A United States Congressman is being denied the sacraments of the Roman Catholic Church because he does not take the Vatican's preferred stand on abortion. The Representative, a Kennedy of all people, of the family symbolic of this country's acceptance of Catholics into the cultural mainstream, has reportedly been informed that he is not a "good practicing" Catholic because he believes that American women have a right to have abortions.
As far as religion goes, Rep. Kennedy is SOL. The First Amendment does not guarantee him the right to receive communion against the will of the Catholic hierarchy. The bishops can do as they please, while bearing this in mind: about 150 years ago, Roman Catholics were widely believed incapable of becoming valid American citizens because their were suspected of taking political dictation from their priests. Priests were presumed capable of enforcing such dictation through their power to withhold the sacraments.

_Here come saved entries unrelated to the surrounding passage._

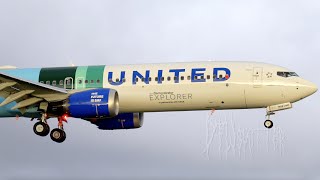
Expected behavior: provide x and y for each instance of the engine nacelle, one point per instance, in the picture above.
(122, 121)
(94, 103)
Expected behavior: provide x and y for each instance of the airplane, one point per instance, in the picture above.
(115, 97)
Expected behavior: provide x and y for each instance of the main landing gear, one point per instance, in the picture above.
(58, 135)
(42, 128)
(268, 123)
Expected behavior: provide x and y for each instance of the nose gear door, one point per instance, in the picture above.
(257, 77)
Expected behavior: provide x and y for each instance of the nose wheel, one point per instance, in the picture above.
(268, 124)
(58, 135)
(41, 129)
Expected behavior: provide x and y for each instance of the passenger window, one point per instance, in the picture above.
(287, 74)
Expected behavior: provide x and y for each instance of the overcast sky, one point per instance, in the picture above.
(42, 33)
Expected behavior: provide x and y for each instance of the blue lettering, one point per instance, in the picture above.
(176, 74)
(145, 78)
(160, 76)
(110, 75)
(195, 74)
(217, 73)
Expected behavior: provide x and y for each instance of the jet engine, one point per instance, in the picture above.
(94, 103)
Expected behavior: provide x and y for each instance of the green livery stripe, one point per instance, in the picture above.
(59, 75)
(81, 76)
(94, 76)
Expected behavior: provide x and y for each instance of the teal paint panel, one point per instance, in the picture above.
(25, 74)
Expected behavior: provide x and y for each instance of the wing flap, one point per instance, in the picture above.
(26, 103)
(7, 84)
(15, 96)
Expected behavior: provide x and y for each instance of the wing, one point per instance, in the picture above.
(27, 93)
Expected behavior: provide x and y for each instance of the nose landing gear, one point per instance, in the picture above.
(268, 123)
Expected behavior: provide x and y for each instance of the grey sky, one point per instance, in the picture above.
(38, 33)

The "Know Nothing" movement arose in order to combat the perceived Catholic menace. Their proposals focused on extending the naturalization period for Catholic immigrants, the extra time (as long as 21 years' residency if some had gotten their way) being necessary to Americanize these priest-ridden people. The movement failed, in part because its leaders were split on the question of slavery extension, and in part because Catholics convinced other Americans that their "whiteness" counted for more than their religion in defining their worthiness. But even as late as 1960, Rep. Kennedy's uncle needed to reassure Protestants that his policies as President would not be determined by the Vatican. By that time, most Americans believed him. What should they think now?

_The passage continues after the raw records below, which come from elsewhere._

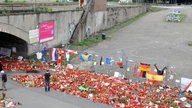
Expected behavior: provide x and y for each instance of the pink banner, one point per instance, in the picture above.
(46, 31)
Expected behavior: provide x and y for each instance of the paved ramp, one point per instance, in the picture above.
(153, 40)
(149, 40)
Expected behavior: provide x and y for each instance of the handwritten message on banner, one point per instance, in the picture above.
(46, 31)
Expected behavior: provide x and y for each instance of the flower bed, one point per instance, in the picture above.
(108, 90)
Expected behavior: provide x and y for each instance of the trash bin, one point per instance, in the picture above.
(103, 36)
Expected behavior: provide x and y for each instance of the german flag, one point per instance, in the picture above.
(154, 77)
(144, 67)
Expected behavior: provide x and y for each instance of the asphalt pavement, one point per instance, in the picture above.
(149, 40)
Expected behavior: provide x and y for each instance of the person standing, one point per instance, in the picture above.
(4, 80)
(160, 72)
(47, 80)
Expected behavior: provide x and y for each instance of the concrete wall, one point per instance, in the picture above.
(65, 22)
(112, 16)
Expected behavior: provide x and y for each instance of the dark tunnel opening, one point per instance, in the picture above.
(11, 45)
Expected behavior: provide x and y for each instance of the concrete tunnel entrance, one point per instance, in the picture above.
(12, 46)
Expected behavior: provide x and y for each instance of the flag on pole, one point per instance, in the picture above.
(84, 57)
(53, 54)
(135, 69)
(101, 60)
(108, 60)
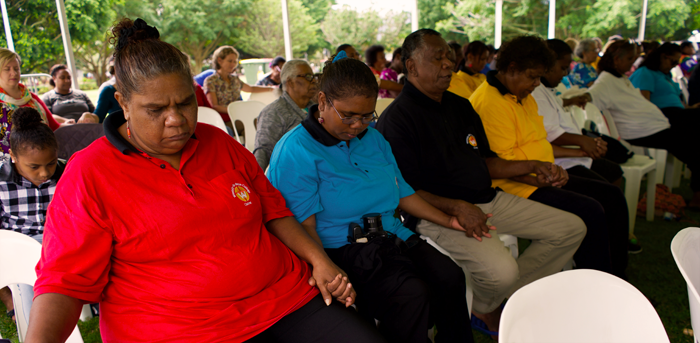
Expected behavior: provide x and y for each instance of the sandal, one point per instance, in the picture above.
(480, 326)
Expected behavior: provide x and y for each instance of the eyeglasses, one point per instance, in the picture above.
(309, 77)
(353, 120)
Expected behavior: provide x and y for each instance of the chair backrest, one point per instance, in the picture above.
(593, 115)
(580, 306)
(266, 97)
(579, 116)
(382, 104)
(19, 254)
(685, 248)
(247, 112)
(76, 137)
(210, 116)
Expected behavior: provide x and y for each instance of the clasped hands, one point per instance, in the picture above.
(333, 283)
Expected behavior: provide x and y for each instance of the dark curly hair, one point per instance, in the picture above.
(524, 52)
(653, 60)
(560, 48)
(371, 54)
(54, 71)
(29, 132)
(140, 56)
(618, 49)
(413, 43)
(347, 78)
(475, 48)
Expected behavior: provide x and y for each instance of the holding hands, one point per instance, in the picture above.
(333, 283)
(472, 221)
(549, 174)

Few people will take alarm over this news, since the bishops haven't threatened Kennedy's life, but on principle this should be as alarming as any news that Rep. Ellison of Minnesota was being threatened with fatwas from local imams. We should rebel against the thought that any politician should be subject to religious discipline for exercising his conscience as an elected representative of all his constituents. There is nothing we can do about it, except perhaps to stop electing Catholics, and we are sure to hear objections to any such proposal. Remember that, though, when anyone argues against giving civic responsibilities of any kind to Muslims. Remember it not to argue against those people, but so you can remind them to be consistent.